Enhanced non-invasive and non-enzymatic detection of Saliva glucose using CuO nanoparticles modified CuO nanorods: An experimental and machine learning modelling of electrochemical sensing
摘要
The conventional monitoring of blood glucose is invasive, painful, and often inhibits patient compliance, driving the urgent need for reliable, non-invasive alternatives. This research work investigated the fabrication of a CuO nanoparticles modified CuO nanorods (CuONP/CuONR) based high-performance, non-enzymatic electrochemical glucose sensor electrode for the direct and non-invasive glucose detection in human saliva. The microstructural, optical and crystallinity structure of CuONP/CuONR were characterized using scanning electron microscopy (SEM), transmission electron microscopy (TEM), UV-visible optical spectroscopy (UV-Vis), Raman-spectroscopy and X-ray diffraction (XRD). Electrochemical glucose sensing performance of CuONP/CuONR were analysed using cyclic voltammetry (CV), square wave voltammetry (SWV), amperometric i-t and electrochemical impedance spectroscopy (EIS). The CuONP/CuONR electrode has demonstrated a fast glucose sensing response time, high linear glucose detection range (0 to 325 µM), high sensitivity (5272 µAmM−1cm− 2), very good repeatability, reproductivity, stability and selectivity. Additionally, various machine learning model were also implemented to enhance the detection limit and increase the accuracy of glucose detection.
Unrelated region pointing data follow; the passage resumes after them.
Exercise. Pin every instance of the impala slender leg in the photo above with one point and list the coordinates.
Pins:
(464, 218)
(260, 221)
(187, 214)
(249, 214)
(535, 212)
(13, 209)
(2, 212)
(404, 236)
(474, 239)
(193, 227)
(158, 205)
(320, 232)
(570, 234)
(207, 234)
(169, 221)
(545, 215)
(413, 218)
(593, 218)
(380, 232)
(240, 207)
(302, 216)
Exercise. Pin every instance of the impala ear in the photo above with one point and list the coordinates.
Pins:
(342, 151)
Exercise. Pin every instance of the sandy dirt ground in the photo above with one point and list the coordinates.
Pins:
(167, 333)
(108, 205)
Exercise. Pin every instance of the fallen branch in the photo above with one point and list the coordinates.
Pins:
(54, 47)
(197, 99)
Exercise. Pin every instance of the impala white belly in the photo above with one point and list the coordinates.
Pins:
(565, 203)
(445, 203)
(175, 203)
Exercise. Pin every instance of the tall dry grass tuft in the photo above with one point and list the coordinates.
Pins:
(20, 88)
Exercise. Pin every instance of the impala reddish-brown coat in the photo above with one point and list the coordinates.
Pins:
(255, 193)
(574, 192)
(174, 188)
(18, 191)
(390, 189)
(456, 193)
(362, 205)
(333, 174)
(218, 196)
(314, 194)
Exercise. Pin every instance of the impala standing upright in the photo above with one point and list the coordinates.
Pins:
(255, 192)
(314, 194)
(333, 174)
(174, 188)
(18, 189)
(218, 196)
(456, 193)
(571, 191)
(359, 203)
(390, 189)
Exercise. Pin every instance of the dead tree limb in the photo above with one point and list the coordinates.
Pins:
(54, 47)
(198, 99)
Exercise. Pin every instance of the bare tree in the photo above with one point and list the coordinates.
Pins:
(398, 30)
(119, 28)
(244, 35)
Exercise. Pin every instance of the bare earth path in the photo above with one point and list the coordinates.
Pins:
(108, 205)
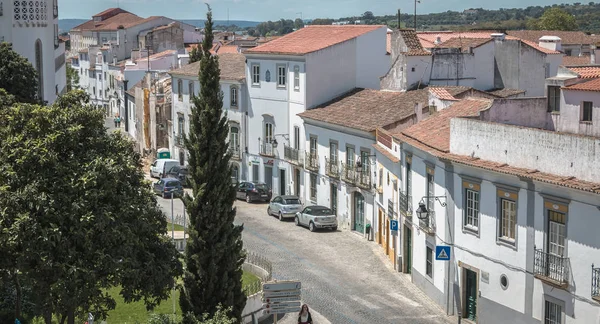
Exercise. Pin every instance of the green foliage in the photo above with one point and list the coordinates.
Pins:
(64, 225)
(17, 75)
(213, 255)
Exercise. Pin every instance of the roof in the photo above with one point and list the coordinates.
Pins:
(576, 60)
(465, 43)
(506, 93)
(232, 65)
(434, 131)
(567, 37)
(312, 38)
(587, 72)
(366, 110)
(591, 85)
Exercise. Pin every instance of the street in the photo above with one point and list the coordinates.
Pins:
(345, 278)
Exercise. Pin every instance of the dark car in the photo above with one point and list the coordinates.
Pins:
(166, 186)
(181, 173)
(253, 191)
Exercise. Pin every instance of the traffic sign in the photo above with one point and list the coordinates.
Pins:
(442, 253)
(282, 285)
(393, 225)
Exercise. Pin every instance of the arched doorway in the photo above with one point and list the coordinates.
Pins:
(359, 212)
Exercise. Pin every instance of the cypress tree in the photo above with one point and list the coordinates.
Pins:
(214, 254)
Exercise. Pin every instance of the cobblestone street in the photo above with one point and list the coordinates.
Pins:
(345, 278)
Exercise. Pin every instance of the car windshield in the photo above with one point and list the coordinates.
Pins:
(321, 211)
(292, 201)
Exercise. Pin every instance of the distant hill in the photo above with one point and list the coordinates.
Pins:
(64, 25)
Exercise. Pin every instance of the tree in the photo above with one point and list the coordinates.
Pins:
(213, 255)
(556, 19)
(17, 75)
(72, 78)
(76, 214)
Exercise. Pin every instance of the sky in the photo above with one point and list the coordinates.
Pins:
(262, 10)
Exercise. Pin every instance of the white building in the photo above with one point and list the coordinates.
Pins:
(487, 173)
(185, 85)
(297, 72)
(32, 29)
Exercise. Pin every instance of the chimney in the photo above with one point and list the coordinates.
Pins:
(553, 43)
(497, 36)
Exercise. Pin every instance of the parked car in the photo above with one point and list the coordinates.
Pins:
(284, 207)
(166, 186)
(316, 217)
(160, 167)
(179, 172)
(252, 191)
The artificial neural network (ANN) model appeared as a most suitable ML model to interpret the current density vs. glucose concentration relationships, revealing the CuONP/CuONR electrode working capability in real-world application for high precision/intelligent healthcare system. The practical applicability of CuONP/CuONR was validated by successfully detecting glucose in human saliva and also correlated with blood glucose concentration, highlighting its potential as a scalable, cost-effective, non-enzyme and non-invasive platform for glucose sensing application.